### 11.2.2 Fixed-Point Types (Exact Value) - DECIMAL, NUMERIC

The `DECIMAL` and `NUMERIC` types store exact numeric data values. These types are used when it is important to preserve exact precision, for example with monetary data. In MySQL, `NUMERIC` is implemented as `DECIMAL`, so the following remarks about `DECIMAL` apply equally to `NUMERIC`.

MySQL stores `DECIMAL` values in binary format. See Section 12.18, “Precision Math”.

In a `DECIMAL` column declaration, the precision and scale can be (and usually is) specified; for example:

```salary DECIMAL(5,2)
```

In this example, `5` is the precision and `2` is the scale. The precision represents the number of significant digits that are stored for values, and the scale represents the number of digits that can be stored following the decimal point.

Standard SQL requires that `DECIMAL(5,2)` be able to store any value with five digits and two decimals, so values that can be stored in the `salary` column range from `-999.99` to `999.99`.

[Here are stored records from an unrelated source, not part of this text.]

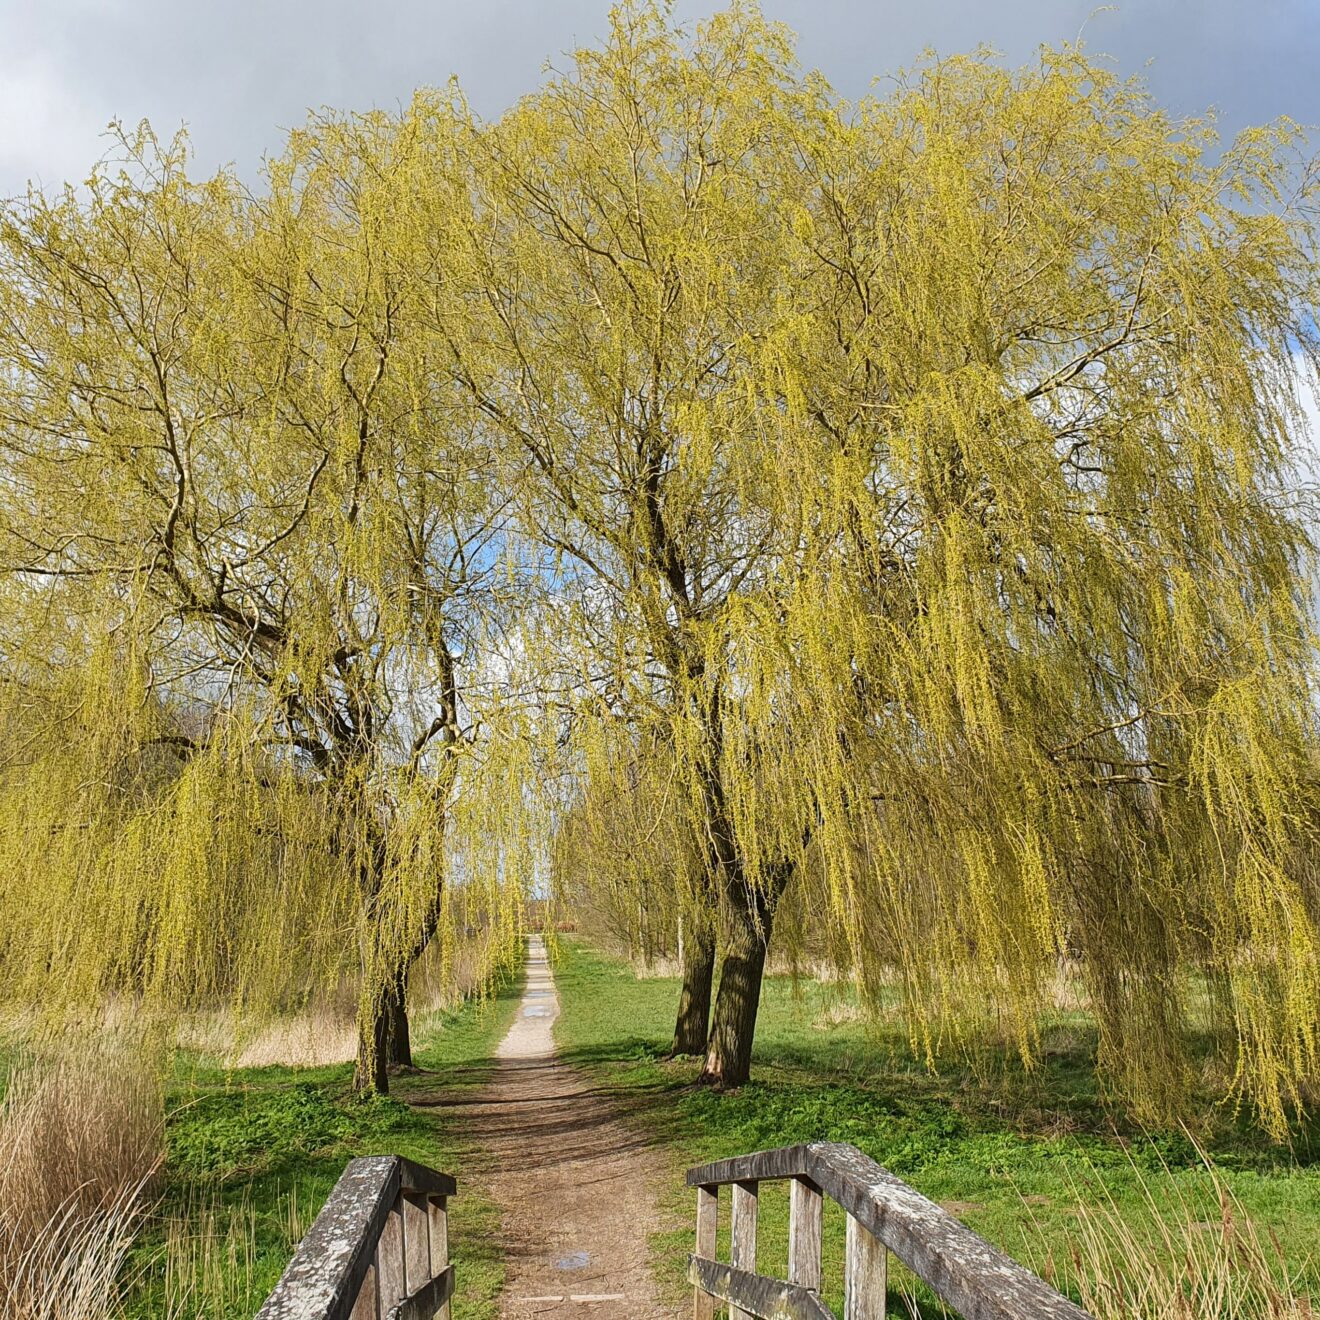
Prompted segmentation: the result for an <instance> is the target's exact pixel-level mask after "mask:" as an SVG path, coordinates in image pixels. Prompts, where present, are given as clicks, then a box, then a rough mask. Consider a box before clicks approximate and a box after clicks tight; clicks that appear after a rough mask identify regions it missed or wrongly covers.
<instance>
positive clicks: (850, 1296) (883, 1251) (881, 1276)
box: [843, 1214, 890, 1320]
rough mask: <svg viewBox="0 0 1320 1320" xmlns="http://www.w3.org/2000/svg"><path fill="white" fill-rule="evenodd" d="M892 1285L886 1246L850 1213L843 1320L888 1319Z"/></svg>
mask: <svg viewBox="0 0 1320 1320" xmlns="http://www.w3.org/2000/svg"><path fill="white" fill-rule="evenodd" d="M888 1282H890V1254H888V1251H886V1250H884V1243H882V1242H880V1241H879V1239H878V1238H876V1237H874V1236H873V1234H871V1233H870V1232H869V1230H867V1229H866V1228H863V1226H862V1225H861V1224H858V1222H857V1220H855V1218H854V1217H853V1216H851V1214H850V1216H849V1217H847V1245H846V1250H845V1253H843V1320H884V1298H886V1292H887V1291H888Z"/></svg>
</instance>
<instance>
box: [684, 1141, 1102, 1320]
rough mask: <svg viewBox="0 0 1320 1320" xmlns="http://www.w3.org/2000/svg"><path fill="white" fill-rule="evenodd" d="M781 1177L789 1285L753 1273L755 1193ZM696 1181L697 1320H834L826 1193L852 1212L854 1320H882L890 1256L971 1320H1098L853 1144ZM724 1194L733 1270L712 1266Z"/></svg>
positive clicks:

In standard SQL, the syntax `DECIMAL(M)` is equivalent to `DECIMAL(M,0)`. Similarly, the syntax `DECIMAL` is equivalent to `DECIMAL(M,0)`, where the implementation is permitted to decide the value of `M`. MySQL supports both of these variant forms of `DECIMAL` syntax. The default value of `M` is 10.

If the scale is 0, `DECIMAL` values contain no decimal point or fractional part.

The maximum number of digits for `DECIMAL` is 65, but the actual range for a given `DECIMAL` column can be constrained by the precision or scale for a given column. When such a column is assigned a value with more digits following the decimal point than are permitted by the specified scale, the value is converted to that scale. (The precise behavior is operating system-specific, but generally the effect is truncation to the permissible number of digits.)